I think these images are beautiful! I like that Midjourney has a more painterly style compared to DALL-E 2; the generated images look like concept art.

In the thread on lobste.rs brudish said, “Eventually being able to have art automatically generated from room descriptions would be incredible and something I hope to see as possible someday”. So is it possible? That depends on what you are looking for.

At the moment, I think this is a wonderful artistic interpretation of Zork. But if you want a perfect depiction of the game there are still quite a few issues. Here’s some I quickly identified, though I am sure there are more.

  1. There is no continuity between the generated images. The scene outside the window would ideally show the kitchen inside the house. And the AI didn’t know the troll room was underground lit by a lantern.
  2. The AI gets confused by similar words or ideas. Many of the images of the house seem very ornate, probably influenced by the words “the white house”.
  3. The images don’t always accurately depict the location. The second image, You are behind the white house…, shows the player already inside the house.
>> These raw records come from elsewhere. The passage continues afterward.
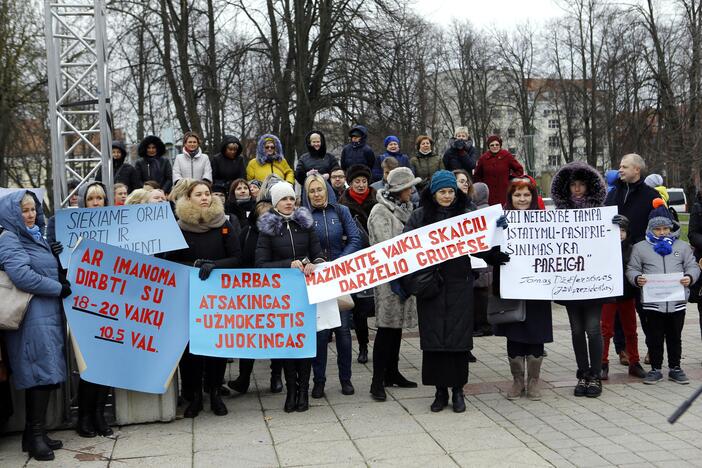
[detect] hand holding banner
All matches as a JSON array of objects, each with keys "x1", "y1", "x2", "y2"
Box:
[
  {"x1": 641, "y1": 273, "x2": 686, "y2": 303},
  {"x1": 55, "y1": 202, "x2": 187, "y2": 267},
  {"x1": 63, "y1": 239, "x2": 191, "y2": 394}
]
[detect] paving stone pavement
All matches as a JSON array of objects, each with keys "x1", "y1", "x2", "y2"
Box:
[{"x1": 4, "y1": 303, "x2": 702, "y2": 467}]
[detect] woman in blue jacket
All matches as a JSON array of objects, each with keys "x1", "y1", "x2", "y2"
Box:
[
  {"x1": 0, "y1": 191, "x2": 72, "y2": 461},
  {"x1": 303, "y1": 174, "x2": 363, "y2": 398}
]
Although the images weren’t perfect, they complemented the game very well. The concept art style offered a glimpse into Zork’s world and grounded the game more than a wall of text ever could.

# Just for fun

While I was in the mood, I generated one last set of images based on the intro text for Thy Dungeonman from Homestar Runner.

Ye find yeself in yon dungeon. Ye see a SCROLL. Behind ye SCROLL is a FLASK. Obvious exits are NORTH, SOUTH, and DENNIS.

an AI rendering of the sentence “Ye find yeself in yon dungeon. Ye see a SCROLL. Behind ye SCROLL is a FLASK. Obvious exits are NORTH, SOUTH, and DENNIS”

With such a whimsical and nondescript prompt I’m not sure what I was expecting. I really love both the flask-shaped tunnel, and the interpretation of placing the scene inside the flask itself!

These text-to-image generators have come a long way in a short time and I look forward to seeing where the next few years take us. Perhaps a future text adventure game could be designed with two streams of text: one for the player, and a second stream of text designed to assist the image generator. But for now, I must try to get ye flask.